Beanstalk Deployment Strategies:

  • All-at-once: Fast but causes brief downtime.
  • Rolling: Updates a few instances at a time.
  • Rolling with additional batches: Spins up new instances before replacing old ones.
  • Immutable: Deploys new instances in a separate ASG, then swaps traffic.
  • Blue/Green: Creates a parallel environment and switches traffic when ready.
  • Traffic Splitting: Canary release with gradual traffic shifts.

Elastic Beanstalk CLI Deployment Process:

  1. Define dependencies.
  2. Package and upload application.
  3. Deploy using CLI.
  4. Beanstalk distributes to EC2 instances and starts services.

Beanstalk Lifecycle Policy:

  • Stores up to 1000 application versions.
  • Old versions must be removed to prevent deployment limits.
  • Lifecycle policies clean up outdated versions automatically.

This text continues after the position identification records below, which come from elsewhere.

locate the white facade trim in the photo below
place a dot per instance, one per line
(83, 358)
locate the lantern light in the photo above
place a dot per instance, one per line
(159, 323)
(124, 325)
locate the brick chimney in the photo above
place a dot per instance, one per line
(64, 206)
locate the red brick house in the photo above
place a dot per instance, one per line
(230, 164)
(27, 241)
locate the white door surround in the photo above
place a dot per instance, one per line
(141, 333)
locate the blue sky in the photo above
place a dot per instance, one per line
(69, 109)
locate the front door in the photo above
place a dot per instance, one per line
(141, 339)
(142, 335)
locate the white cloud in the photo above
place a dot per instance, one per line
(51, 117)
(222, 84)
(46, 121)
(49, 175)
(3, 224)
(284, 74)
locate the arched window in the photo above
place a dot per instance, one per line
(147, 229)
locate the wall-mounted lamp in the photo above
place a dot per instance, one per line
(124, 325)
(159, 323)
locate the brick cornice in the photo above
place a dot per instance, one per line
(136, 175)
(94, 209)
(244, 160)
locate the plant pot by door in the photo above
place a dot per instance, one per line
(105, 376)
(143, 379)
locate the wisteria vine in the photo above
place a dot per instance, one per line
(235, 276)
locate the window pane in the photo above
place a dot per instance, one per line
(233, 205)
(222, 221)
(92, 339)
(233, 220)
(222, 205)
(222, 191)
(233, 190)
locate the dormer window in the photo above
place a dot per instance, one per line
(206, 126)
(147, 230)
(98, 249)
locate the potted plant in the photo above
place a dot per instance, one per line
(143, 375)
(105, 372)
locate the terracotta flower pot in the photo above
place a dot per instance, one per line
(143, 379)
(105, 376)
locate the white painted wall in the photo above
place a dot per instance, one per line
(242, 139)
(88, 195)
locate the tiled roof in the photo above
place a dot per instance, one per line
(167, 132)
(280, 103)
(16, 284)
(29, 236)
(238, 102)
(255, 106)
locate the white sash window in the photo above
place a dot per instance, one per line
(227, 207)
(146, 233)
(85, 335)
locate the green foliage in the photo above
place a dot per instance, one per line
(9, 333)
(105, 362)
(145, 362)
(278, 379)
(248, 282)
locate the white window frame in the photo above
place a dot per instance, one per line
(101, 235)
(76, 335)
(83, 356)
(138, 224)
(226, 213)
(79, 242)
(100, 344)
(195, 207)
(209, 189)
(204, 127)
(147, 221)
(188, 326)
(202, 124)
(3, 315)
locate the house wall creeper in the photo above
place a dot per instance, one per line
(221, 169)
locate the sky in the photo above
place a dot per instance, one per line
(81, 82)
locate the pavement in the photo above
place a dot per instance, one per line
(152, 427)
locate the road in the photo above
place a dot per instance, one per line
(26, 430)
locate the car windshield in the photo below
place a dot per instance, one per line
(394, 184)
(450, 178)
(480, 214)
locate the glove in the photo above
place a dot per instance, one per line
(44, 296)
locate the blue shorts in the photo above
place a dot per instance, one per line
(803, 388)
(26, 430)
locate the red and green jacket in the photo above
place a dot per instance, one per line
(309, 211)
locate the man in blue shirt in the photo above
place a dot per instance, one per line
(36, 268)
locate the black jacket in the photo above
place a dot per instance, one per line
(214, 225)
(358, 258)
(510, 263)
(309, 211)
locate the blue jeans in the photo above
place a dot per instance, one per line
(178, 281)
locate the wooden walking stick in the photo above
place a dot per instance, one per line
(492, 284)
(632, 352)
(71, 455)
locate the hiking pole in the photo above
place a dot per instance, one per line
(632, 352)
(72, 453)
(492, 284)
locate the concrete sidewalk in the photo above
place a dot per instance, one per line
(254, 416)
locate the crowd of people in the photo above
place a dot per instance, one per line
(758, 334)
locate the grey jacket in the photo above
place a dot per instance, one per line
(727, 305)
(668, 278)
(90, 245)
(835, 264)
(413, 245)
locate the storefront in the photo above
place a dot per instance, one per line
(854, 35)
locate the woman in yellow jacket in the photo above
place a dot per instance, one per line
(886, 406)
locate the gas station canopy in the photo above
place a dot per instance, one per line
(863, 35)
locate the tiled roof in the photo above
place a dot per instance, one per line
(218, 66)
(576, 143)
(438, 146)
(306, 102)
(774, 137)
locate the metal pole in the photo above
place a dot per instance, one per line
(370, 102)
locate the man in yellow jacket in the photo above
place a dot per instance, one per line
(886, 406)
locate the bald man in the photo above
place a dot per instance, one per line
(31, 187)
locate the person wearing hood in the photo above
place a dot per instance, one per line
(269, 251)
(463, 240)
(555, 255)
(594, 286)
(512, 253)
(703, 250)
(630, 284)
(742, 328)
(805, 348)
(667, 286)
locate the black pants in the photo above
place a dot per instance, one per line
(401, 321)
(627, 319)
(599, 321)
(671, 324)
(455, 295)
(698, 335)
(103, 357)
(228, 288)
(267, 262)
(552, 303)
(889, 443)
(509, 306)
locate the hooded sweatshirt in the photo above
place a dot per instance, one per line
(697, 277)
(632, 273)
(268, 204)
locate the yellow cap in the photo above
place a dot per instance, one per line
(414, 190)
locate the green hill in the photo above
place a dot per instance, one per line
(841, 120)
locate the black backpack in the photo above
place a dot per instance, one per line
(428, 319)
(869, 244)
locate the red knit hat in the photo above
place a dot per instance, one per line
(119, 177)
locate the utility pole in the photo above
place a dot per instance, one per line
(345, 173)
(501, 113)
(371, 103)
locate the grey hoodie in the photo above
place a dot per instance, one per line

AWS SAM (Serverless Application Model)

Overview:

  • Framework for serverless application development.
  • Simplifies CloudFormation templates for Lambda, API Gateway, and DynamoDB.
  • Uses YAML format for configurations.
  • Supports automated deployments with CodeDeploy.

SAM Features:

  • Policy Templates for Lambda permissions.
  • SAM Local for local testing.
  • Serverless Application Repository for reusable templates.

SAM Deployment Workflow:

  1. Define resources: AWS::Serverless::Function, AWS::Serverless::Api, AWS::Serverless::SimpleTable.
  2. Package and deploy:
    aws cloudformation package / sam package
    aws cloudformation deploy / sam deploy
    

SAM Policy Templates:

  • Predefined permissions for Lambda functions.
  • Examples: S3ReadPolicy, SQSPollerPolicy, DynamoDBCrudPolicy.

SAM CodeDeploy Features:

  • Traffic Shifting between Lambda versions.
  • Pre/Post traffic hooks to validate deployments.
  • Automatic rollback using CloudWatch Alarms.

Conclusion

This post covers ECS, ECR, Fargate, CloudFormation, Beanstalk, and SAM, essential AWS services for container orchestration, infrastructure automation, and serverless application development. Understanding these topics is crucial for AWS Certified Developer Associate exam success.